Researchers compared data on police killings and sats from the 2013-15 U.S. Behavioral Risk Factor Surveillance System (BFRSS) to determine the impact of police killings of unarmed African-American adults on the mental health of other black adults in the general U.S. population.

“We found a substantial burden of mental illness caused by these events among people who weren’t directly related to the event at all,” Venkataramani told the KDKA Radio Afternoon News.

“We also looked to see whether they affected the mental health of white Americans and we didn’t see any impact there.”

Researchers saw a similar lack of impact by police killings of armed black Americans or unarmed white Americans by both groups.

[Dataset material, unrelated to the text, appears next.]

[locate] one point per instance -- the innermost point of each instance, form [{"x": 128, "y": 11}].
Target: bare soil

Venkataramani explains that public killings of unarmed black Americans are interpreted in a specific way due to the history of systemic racism in America, an interpretation not seen in the police killing of whites.

“We think that when people in the black community see these events, they’re not only tragic but they introduce a sense of their lives being valued less than the lives of others,” Venkataramani said. “And we think that’s one of the things that could be making people sick.”

The study’s conclusion calls for implementation of preventative programs to decrease officer-involved killings to mitigate the adverse effects on America’s black community.